Let's import the pre-built model and test it!

In [None]:
from sklearn.neighbors import KNeighborsRegressor

In [None]:
knn_model = KNeighborsRegressor()
rmse_score = abs(cross_val_score(knn_model,X,y, scoring = 'neg_root_mean_squared_error', cv=kfold))
print("RMSE Average 10-Fold Cross Validation Error: {}".format(rmse_score.mean()))

Default KNN regressor from SKlearn uses k=5 as a default. Try to change the values of K to see which value works the best in your case!

In [None]:
knn_model = KNeighborsRegressor(n_neighbors = 6) # you can change n_neighbors to whatever number that you want to see which one works better
rmse_score = abs(cross_val_score(knn_model,X,y, scoring = 'neg_root_mean_squared_error', cv=kfold))
print("RMSE Average 10-Fold Cross Validation Error: {}".format(rmse_score.mean()))

You can also perform KNN model training on preprocessed data(normalization, one hot encoding, etc.). If you are also curious different types of hyperparameter other than n_neighbors, please look into this [documentation](https://scikit-learn.org/stable/modules/generated/sklearn.neighbors.KNeighborsRegressor.html).

## Decision Tree
Decision tree is another popular algorithm we can test. It creates a tree map that splits into more and more nodes as it takes into account the different variables. Here is a a tree visualization, with each decision splitting each "branch" into two nodes:

![decisiontree1](../images/DecisionTree1.png)

Behind the scenes, each "decision" that splits a node is like drawing a line segment dividing the data into two groups. In the graph below, each line segment corresponds to a split. 

![decisiontree1.png](../images/DecisionTree2.png)
After drawing all these line segments, you get a lot of different regions of points!
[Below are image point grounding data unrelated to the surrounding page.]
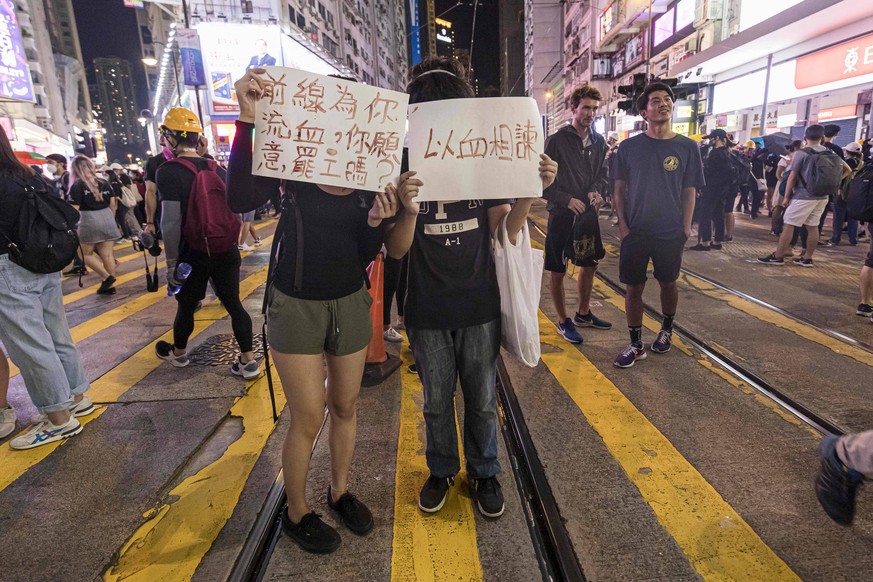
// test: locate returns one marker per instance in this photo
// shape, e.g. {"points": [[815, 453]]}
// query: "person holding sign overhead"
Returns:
{"points": [[452, 311], [318, 312]]}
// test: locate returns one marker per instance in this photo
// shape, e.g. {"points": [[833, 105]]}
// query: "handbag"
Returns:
{"points": [[519, 272]]}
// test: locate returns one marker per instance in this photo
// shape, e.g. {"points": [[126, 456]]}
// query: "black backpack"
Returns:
{"points": [[859, 202], [44, 238]]}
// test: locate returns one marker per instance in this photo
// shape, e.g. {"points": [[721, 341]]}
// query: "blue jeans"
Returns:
{"points": [[839, 219], [35, 332], [442, 357]]}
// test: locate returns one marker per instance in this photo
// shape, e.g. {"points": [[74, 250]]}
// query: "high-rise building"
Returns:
{"points": [[118, 107]]}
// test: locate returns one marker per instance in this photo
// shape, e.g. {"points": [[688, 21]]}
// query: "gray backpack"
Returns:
{"points": [[822, 172]]}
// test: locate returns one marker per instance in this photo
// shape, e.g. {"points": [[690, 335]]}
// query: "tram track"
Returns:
{"points": [[731, 364], [553, 549]]}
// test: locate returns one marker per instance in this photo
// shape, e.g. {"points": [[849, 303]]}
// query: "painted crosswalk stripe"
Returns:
{"points": [[427, 547]]}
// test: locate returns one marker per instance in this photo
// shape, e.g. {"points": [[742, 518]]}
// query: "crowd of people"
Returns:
{"points": [[317, 303]]}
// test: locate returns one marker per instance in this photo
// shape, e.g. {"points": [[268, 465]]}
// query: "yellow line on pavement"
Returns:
{"points": [[112, 385], [719, 544], [106, 320], [178, 534], [434, 547]]}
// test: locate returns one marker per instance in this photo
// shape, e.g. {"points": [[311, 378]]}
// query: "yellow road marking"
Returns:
{"points": [[109, 387], [427, 547], [719, 544], [105, 320], [121, 279], [178, 534]]}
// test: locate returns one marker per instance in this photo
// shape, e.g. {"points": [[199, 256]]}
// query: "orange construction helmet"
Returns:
{"points": [[182, 120]]}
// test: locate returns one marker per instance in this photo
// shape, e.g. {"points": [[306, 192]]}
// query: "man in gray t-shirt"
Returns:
{"points": [[803, 207]]}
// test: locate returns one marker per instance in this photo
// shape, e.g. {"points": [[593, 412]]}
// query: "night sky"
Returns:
{"points": [[486, 48]]}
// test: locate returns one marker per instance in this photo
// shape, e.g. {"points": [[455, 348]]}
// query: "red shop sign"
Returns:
{"points": [[843, 61]]}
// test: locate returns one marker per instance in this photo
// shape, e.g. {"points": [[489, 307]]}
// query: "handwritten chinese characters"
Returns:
{"points": [[473, 149], [329, 131]]}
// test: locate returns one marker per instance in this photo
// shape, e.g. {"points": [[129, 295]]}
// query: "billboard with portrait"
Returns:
{"points": [[15, 81]]}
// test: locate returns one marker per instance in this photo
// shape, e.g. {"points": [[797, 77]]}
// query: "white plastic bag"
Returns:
{"points": [[519, 275]]}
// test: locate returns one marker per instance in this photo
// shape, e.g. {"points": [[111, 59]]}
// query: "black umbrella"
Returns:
{"points": [[777, 143]]}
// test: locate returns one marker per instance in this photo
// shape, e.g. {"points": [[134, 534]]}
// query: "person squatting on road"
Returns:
{"points": [[573, 199], [176, 181], [452, 310], [318, 313], [657, 175], [34, 328]]}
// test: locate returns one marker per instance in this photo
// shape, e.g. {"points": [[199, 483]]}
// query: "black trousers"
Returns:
{"points": [[223, 269], [711, 212]]}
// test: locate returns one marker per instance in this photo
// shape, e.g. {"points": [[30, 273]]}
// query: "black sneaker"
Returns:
{"points": [[354, 514], [836, 485], [311, 534], [771, 260], [489, 497], [434, 493]]}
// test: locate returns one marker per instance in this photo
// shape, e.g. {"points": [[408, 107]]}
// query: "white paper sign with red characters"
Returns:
{"points": [[476, 149], [324, 130]]}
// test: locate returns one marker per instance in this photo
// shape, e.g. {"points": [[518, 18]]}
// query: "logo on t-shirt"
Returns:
{"points": [[671, 163]]}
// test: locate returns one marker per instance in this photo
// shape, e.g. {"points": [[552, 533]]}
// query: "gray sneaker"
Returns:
{"points": [[7, 421], [248, 370]]}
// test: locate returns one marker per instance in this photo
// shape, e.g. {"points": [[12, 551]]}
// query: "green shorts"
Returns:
{"points": [[303, 326]]}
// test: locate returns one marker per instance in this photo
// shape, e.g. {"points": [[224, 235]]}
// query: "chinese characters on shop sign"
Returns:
{"points": [[474, 149], [324, 130]]}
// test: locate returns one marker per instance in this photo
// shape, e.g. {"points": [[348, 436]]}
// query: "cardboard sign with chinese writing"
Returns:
{"points": [[476, 149], [324, 130]]}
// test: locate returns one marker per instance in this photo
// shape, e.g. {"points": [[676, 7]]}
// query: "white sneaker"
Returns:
{"points": [[44, 432], [248, 370], [392, 336], [7, 421], [82, 408]]}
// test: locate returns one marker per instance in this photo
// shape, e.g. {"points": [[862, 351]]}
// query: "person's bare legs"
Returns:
{"points": [[107, 255], [94, 262], [556, 287], [302, 379], [343, 386], [584, 285]]}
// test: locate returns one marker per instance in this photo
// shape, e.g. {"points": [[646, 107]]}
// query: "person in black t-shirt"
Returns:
{"points": [[181, 130], [452, 310], [657, 175]]}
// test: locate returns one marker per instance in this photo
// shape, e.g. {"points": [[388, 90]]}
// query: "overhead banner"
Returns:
{"points": [[192, 57], [324, 130], [15, 81], [475, 149]]}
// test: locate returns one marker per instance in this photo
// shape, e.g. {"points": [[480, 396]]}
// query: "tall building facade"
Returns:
{"points": [[118, 108]]}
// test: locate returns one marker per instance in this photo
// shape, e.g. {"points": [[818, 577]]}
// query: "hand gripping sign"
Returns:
{"points": [[475, 149], [325, 130]]}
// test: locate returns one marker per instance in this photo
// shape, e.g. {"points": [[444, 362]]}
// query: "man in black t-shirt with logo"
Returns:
{"points": [[657, 175]]}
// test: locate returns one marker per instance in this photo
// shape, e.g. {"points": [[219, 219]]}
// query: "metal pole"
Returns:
{"points": [[766, 97]]}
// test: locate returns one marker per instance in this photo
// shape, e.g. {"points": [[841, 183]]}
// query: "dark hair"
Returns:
{"points": [[450, 84], [814, 132], [643, 100], [9, 163], [831, 130], [584, 92]]}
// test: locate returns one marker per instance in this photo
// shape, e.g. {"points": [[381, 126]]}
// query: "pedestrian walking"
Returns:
{"points": [[815, 171], [34, 328], [96, 202], [657, 175], [573, 200], [452, 310], [318, 317], [190, 265]]}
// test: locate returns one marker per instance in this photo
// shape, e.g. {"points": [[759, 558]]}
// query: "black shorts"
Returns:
{"points": [[558, 237], [638, 249]]}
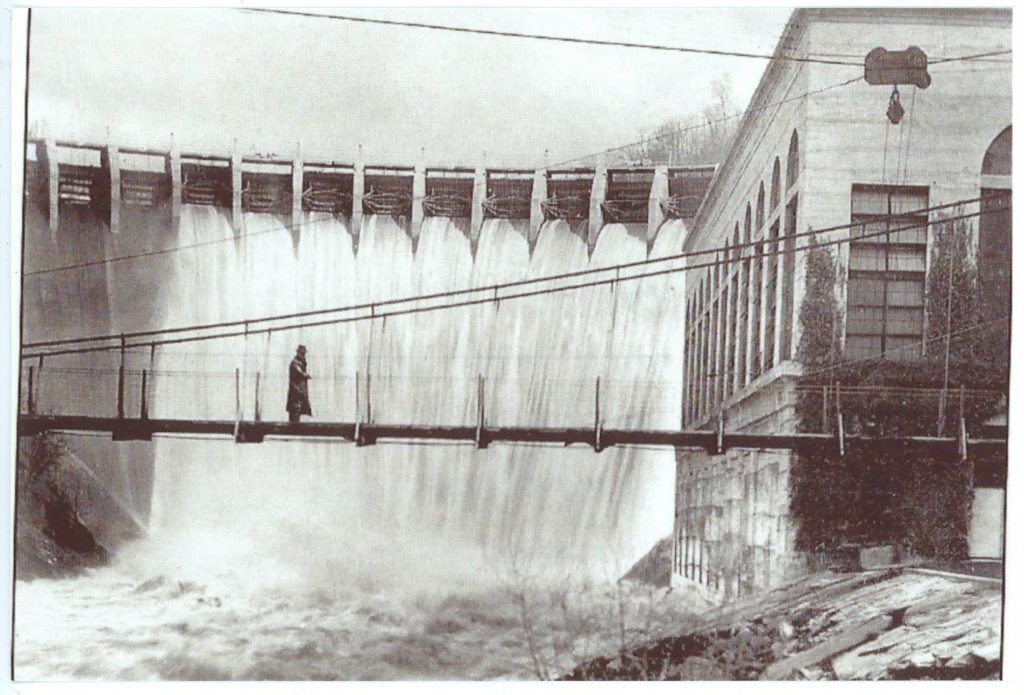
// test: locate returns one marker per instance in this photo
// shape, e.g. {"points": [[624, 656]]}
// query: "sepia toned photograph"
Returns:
{"points": [[511, 344]]}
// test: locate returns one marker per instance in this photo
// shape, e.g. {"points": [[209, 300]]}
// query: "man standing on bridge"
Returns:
{"points": [[298, 388]]}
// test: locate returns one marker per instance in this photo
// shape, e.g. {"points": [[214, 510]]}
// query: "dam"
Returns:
{"points": [[121, 240]]}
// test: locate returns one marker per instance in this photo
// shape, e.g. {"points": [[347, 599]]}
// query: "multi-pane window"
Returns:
{"points": [[886, 293], [771, 302], [788, 272], [755, 289]]}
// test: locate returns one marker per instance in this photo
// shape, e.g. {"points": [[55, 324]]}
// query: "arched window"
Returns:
{"points": [[997, 157], [774, 185], [995, 240], [761, 207], [793, 162]]}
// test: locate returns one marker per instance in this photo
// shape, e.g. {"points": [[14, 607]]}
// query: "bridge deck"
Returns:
{"points": [[248, 431]]}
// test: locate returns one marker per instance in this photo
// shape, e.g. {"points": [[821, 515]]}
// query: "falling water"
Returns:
{"points": [[294, 518]]}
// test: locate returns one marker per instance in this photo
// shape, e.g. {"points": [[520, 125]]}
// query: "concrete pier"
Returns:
{"points": [[358, 190], [52, 169], [476, 212], [597, 192], [655, 213], [296, 217], [221, 179], [111, 160], [237, 192], [538, 196], [174, 171], [419, 192]]}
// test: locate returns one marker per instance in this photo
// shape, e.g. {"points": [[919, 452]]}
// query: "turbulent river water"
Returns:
{"points": [[320, 560]]}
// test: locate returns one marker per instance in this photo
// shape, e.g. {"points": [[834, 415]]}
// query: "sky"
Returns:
{"points": [[275, 83]]}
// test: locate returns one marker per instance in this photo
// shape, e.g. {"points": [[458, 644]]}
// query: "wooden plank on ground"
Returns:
{"points": [[837, 645]]}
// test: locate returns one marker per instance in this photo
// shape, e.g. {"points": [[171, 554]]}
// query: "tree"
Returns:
{"points": [[693, 139]]}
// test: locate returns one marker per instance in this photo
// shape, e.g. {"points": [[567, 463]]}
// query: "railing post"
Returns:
{"points": [[256, 414], [839, 421], [941, 420], [369, 407], [32, 397], [121, 382], [143, 408], [480, 441], [963, 428], [358, 414], [824, 409], [238, 401]]}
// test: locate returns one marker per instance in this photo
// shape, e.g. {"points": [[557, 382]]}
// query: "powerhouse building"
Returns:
{"points": [[815, 151]]}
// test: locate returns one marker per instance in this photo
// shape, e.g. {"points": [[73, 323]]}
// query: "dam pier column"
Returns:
{"points": [[174, 171], [111, 159], [419, 193], [476, 209], [237, 191], [538, 197], [597, 192], [296, 191], [655, 214], [53, 185], [358, 190]]}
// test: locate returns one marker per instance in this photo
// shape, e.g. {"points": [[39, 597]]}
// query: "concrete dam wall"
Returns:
{"points": [[127, 241]]}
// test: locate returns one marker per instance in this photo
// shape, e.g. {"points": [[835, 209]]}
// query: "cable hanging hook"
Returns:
{"points": [[895, 111]]}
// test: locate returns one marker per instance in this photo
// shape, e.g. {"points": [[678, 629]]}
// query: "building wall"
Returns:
{"points": [[726, 527]]}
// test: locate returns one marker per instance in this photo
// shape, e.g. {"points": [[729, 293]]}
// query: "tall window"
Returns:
{"points": [[756, 294], [730, 374], [994, 239], [742, 301], [774, 187], [793, 162], [771, 300], [788, 271], [886, 293], [760, 222]]}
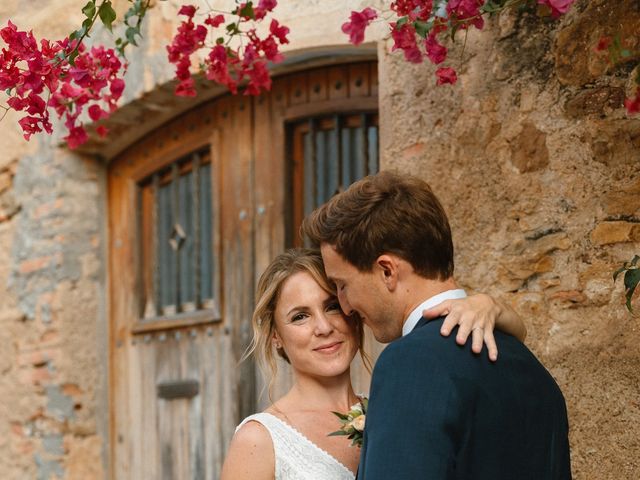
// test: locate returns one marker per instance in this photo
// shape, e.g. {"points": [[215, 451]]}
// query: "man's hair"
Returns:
{"points": [[386, 213]]}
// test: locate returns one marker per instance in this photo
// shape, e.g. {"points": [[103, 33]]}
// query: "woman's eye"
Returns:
{"points": [[334, 307]]}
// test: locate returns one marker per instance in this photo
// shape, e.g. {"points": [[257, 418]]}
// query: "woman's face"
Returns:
{"points": [[318, 339]]}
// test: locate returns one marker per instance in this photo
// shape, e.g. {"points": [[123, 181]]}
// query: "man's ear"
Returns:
{"points": [[388, 269]]}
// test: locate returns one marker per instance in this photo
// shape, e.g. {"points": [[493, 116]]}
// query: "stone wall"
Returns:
{"points": [[539, 169], [530, 152]]}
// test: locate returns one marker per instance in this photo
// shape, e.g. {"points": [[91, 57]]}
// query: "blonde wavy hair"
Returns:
{"points": [[283, 267]]}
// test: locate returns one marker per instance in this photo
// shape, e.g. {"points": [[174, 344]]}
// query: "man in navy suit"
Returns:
{"points": [[434, 412]]}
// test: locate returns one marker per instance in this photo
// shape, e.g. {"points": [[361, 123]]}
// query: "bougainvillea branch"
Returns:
{"points": [[418, 27], [227, 48], [617, 53], [224, 64]]}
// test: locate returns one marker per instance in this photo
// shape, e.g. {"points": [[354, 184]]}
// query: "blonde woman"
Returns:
{"points": [[298, 317]]}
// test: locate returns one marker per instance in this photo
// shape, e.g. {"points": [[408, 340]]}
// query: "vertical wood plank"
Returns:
{"points": [[338, 83], [359, 81]]}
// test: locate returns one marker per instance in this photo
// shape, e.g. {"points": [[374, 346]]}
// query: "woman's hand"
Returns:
{"points": [[478, 315]]}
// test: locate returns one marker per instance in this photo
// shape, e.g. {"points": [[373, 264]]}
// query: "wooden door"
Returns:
{"points": [[197, 210]]}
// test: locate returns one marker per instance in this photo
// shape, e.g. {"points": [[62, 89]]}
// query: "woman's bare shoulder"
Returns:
{"points": [[250, 455]]}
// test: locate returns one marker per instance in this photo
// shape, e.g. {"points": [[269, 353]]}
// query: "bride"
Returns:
{"points": [[299, 318]]}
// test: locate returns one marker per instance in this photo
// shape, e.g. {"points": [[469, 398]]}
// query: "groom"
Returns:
{"points": [[434, 413]]}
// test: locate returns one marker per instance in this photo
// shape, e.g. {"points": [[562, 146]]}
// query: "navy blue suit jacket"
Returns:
{"points": [[437, 411]]}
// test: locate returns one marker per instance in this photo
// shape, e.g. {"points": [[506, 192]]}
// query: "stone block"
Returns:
{"points": [[595, 101], [608, 233], [625, 201], [529, 151], [569, 298]]}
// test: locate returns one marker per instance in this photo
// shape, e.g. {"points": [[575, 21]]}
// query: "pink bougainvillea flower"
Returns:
{"points": [[97, 113], [259, 78], [116, 88], [214, 22], [404, 38], [436, 52], [264, 7], [280, 31], [357, 24], [633, 104], [446, 75], [558, 7], [77, 136], [414, 9], [188, 10], [466, 12]]}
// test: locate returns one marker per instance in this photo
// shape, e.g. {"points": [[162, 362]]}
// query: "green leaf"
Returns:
{"points": [[107, 15], [631, 278], [89, 9], [619, 271], [131, 35]]}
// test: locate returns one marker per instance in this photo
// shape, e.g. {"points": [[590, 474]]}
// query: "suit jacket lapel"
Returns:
{"points": [[423, 321]]}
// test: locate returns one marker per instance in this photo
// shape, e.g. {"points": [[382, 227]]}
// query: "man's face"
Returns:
{"points": [[364, 293]]}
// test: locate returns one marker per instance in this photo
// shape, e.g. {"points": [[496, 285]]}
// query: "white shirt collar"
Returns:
{"points": [[416, 315]]}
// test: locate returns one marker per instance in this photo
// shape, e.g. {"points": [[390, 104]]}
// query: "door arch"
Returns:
{"points": [[178, 328]]}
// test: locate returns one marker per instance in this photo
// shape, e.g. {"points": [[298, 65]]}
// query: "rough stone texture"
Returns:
{"points": [[50, 371], [531, 154], [541, 219]]}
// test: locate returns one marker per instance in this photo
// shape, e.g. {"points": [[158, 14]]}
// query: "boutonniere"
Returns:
{"points": [[353, 422]]}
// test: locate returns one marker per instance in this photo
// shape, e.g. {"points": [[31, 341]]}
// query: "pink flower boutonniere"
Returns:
{"points": [[353, 422]]}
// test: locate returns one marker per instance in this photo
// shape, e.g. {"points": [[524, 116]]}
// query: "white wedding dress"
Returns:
{"points": [[297, 457]]}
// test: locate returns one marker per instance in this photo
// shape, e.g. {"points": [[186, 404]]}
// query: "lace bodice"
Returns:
{"points": [[297, 457]]}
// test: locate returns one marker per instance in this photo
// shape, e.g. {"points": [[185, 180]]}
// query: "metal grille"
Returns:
{"points": [[182, 260], [329, 154]]}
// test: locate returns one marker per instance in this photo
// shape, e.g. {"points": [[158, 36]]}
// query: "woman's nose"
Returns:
{"points": [[344, 304], [323, 325]]}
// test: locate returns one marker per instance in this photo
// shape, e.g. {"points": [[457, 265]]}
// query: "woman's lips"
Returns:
{"points": [[329, 348]]}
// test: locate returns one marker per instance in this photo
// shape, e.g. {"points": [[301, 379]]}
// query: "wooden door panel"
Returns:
{"points": [[187, 438]]}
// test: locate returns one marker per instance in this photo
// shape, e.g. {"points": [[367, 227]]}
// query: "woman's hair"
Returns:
{"points": [[283, 267]]}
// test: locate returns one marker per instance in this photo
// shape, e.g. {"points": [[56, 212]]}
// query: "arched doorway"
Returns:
{"points": [[197, 209]]}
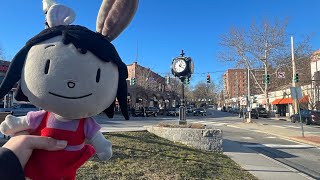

The model calculates the average of the points in each region and takes all the averages to make a prediction.

### Features compared to K-Nearest Neighbors:
-Missing/imbalanced data does not affect this model as much as K-NN.\
-More time and complexity needed to train the model\
-It is less flexible to data changes: one change can completely change the tree structure.

Now that you have an idea of what the model is about, let's create the model and test it.

In [None]:
from sklearn.tree import DecisionTreeRegressor
tree_model = DecisionTreeRegressor()

In [None]:
kfold = KFold(n_splits = 10)
tree_score = abs(cross_val_score(tree_model,X,y, scoring = 'neg_root_mean_squared_error', cv=kfold))
print("RMSE Average 10-Fold Cross Validation Error: {}".format(tree_score.mean()))

### Tuning Parameters
If you're interested, you can try tuning parameters such as `max_depth` and `min_samples_split` to improve the model score (check out the scikit-learn [documentation](https://scikit-learn.org/stable/modules/generated/sklearn.tree.DecisionTreeRegressor.html)). `max_depth` sets the maximum depth of the tree, or how many times it should keep splitting the nodes before stopping. A deeper tree is more affected by the data set, so reduce `max_depth` to reduce overfitting, and increase it to reduce underfitting.\
You can also check out [RandomForestClassifier](https://scikit-learn.org/stable/modules/generated/sklearn.ensemble.RandomForestRegressor.html), an algorithm that uses multiple decision trees and compares all of their results.

Alright. Now you know basic methods to use in Data Science and improve your model. Use any dataset that inspires you(and it is also completely fine to use the given dataset) and try to utilize the techniques that you learned to come up with the model that works well!